Der Begleiter des geistlichen Würdenträgers war ein Mann von mehr als vierzig Jahren, schlank, stark, groß, muskulös und von athletischer Gestalt, dem lange Strapazen und ständige körperliche Übungen keinen Zug der zarteren menschlichen Form mehr gelassen hatten und alles in Muskeln, Knochen und Sehnen verwandelt zu haben schienen, die bereits tausend Mühseligkeiten ausgestanden hatten und bereit waren, noch tausend weiteren zu trotzen. Auf dem Kopf trug er eine scharlachrote, pelzbesetzte Mütze von der Art, die die Franzosen wegen ihrer Ähnlichkeit mit einem umgedrehten Mörser »mortier« nennen. Sein Gesicht war daher vollständig zu sehen, und dessen Ausdruck schien darauf angelegt, Fremden Scheu, wenn nicht gar Furcht einzuflößen. Von den kräftigen Gesichtszügen dieses Mannes, die durch die tropische Sonne fast so dunkel wie die Haut eines Negers waren, konnte man in ihrem gewöhnlichen Zustand sagen, dass sie schlummerten, nachdem der Sturm der Leidenschaften vorübergezogen war doch zeigten die hervortretenden Adern auf der Stirn, die bei der geringsten Bewegung zuckende Oberlippe und das Zittern des dichten schwarzen Schnurrbarts deutlich, dass dieser Sturm leicht wieder erregt werden konnte. Seine scharfen, durchdringenden, dunklen Augen erzählten mit jedem Blick eine Geschichte von überwundenen Strapazen und bestandenen Gefahren, und schienen den Widerstand allein um des Vergnügens willen herauszufordern, ihn durch entschlossenen Mut und Willen aus dem Weg zu räumen. Eine tiefe Narbe auf seiner Stirn erhöhte noch die Strenge seiner Miene und verlieh dem einen seiner Augen, das bei dieser Verletzung in Mitleidenschaft gezogen worden war und nun ein wenig schief saß (obgleich er nicht weniger gut damit sah), einen unheimlichen Ausdruck.

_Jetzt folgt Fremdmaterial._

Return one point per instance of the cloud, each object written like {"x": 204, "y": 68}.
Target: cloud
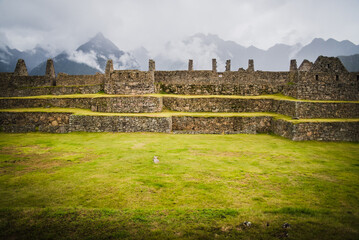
{"x": 193, "y": 48}
{"x": 125, "y": 61}
{"x": 89, "y": 58}
{"x": 130, "y": 24}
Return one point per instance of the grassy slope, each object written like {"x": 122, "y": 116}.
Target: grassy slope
{"x": 100, "y": 185}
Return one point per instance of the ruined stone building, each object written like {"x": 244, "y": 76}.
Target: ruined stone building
{"x": 317, "y": 101}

Die Oberbekleidung dieses Mannes glich der seines Gefährten, denn sie bestand aus einem langen Mönchsmantel, dessen scharlachrote Farbe jedoch zeigte, dass er zu keinem der vier gewöhnlichen Mönchsorden gehörte. Auf seinem Mantel befand sich auf der rechten Schulter ein eigentümlich geformtes Kreuz aus weißem Stoff. Dieses Obergewand verbarg etwas, was dem Äußeren seiner Kleidung sehr wenig entsprach, nämlich ein äußerst kunstvoll gewobenes und geflochtenes eisernes Panzerhemd mit Ärmeln und Handschuhen, das sich dem Körper so eng anschloss, wie der auf den Strumpfwirkmaschinen unserer Tage angefertigte leichtere Trikotstoff. Der vordere Teil seiner Schenkel war, so weit die Falten seines Mantels sie sehen ließen, ebenfalls mit einem Maschenpanzer bedeckt. Knie und Füße wurden durch Schienen oder dünne Stahlplatten geschützt, die kunstvoll leicht überlappend miteinander verbunden waren. Schienbeinschoner, die vom Knöchel bis zum Knie reichten und aus Stahlringen gefertigt waren, vervollständigten den Schutzpanzer des Reiters. Im Gürtel trug er als einzige Angriffswaffe einen langen zweischneidigen Dolch.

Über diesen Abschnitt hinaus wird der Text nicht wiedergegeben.